Repo healthAi promptsPrompt rubricEvaluation

A Repo Health Scorecard Prompt for Any Codebase

What a repo health scorecard prompt is and how to build one that scores tests, docs, CI, and dependencies — then turns the score into a fundable improvement plan.

PPromptsCart Team·January 12, 2026·Updated June 14, 2026·7 min read

A new engineer joins, clones the repo, and spends two days just figuring out how to run it. The tests pass locally but not in CI, the README documents a setup that changed a year ago, and three dependencies are two majors behind. None of this is in a ticket. It's the ambient cost of an unhealthy repo, and nobody measured it until it slowed the team down.

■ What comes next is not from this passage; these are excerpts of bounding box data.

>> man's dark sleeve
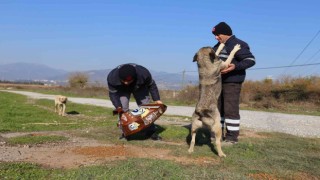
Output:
[108,83,122,108]
[146,77,160,101]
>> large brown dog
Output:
[188,44,240,157]
[54,95,68,116]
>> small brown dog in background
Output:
[54,95,68,116]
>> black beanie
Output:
[119,64,137,81]
[212,22,232,36]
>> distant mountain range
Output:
[0,63,198,89]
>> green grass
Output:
[0,92,320,179]
[0,92,116,132]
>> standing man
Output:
[212,22,255,144]
[107,63,162,140]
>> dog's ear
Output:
[192,53,198,62]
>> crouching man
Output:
[107,63,162,140]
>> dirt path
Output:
[0,131,219,169]
[0,91,320,169]
[3,90,320,138]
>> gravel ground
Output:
[2,90,320,138]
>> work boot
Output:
[150,133,162,141]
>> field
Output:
[0,92,320,179]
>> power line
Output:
[290,30,320,65]
[247,63,320,70]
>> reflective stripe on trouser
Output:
[225,119,240,141]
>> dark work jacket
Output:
[213,35,256,83]
[107,64,160,108]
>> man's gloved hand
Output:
[113,107,124,115]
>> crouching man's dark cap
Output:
[212,22,232,36]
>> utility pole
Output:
[181,70,186,89]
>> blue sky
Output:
[0,0,320,80]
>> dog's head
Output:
[193,46,219,68]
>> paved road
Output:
[3,90,320,138]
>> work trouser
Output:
[218,83,242,142]
[118,87,156,136]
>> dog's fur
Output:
[54,95,68,116]
[188,44,240,157]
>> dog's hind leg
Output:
[211,113,226,157]
[188,113,202,153]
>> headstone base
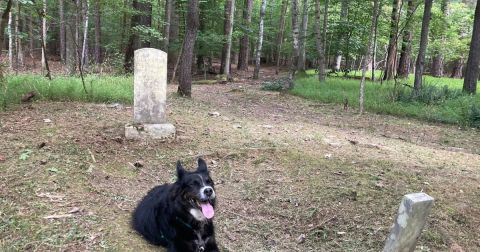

A repo health scorecard prompt measures it on purpose. It scores the repository across the dimensions that actually predict friction — tests, docs, CI, dependencies, structure — and turns the result into a plan a lead can fund. The tools and metric definitions you'll find searching this topic stop at "here's what a health score is." They don't give you a prompt that reads your repo and produces one.

What a repo health scorecard prompt is

It's a reusable prompt that applies a weighted rubric to a codebase and returns a score per dimension, a composite, and a ranked list of what to fix first. The rubric is fixed; the repo is the variable. That's what lets the same prompt grade a Python service and a TypeScript monorepo without rewriting it.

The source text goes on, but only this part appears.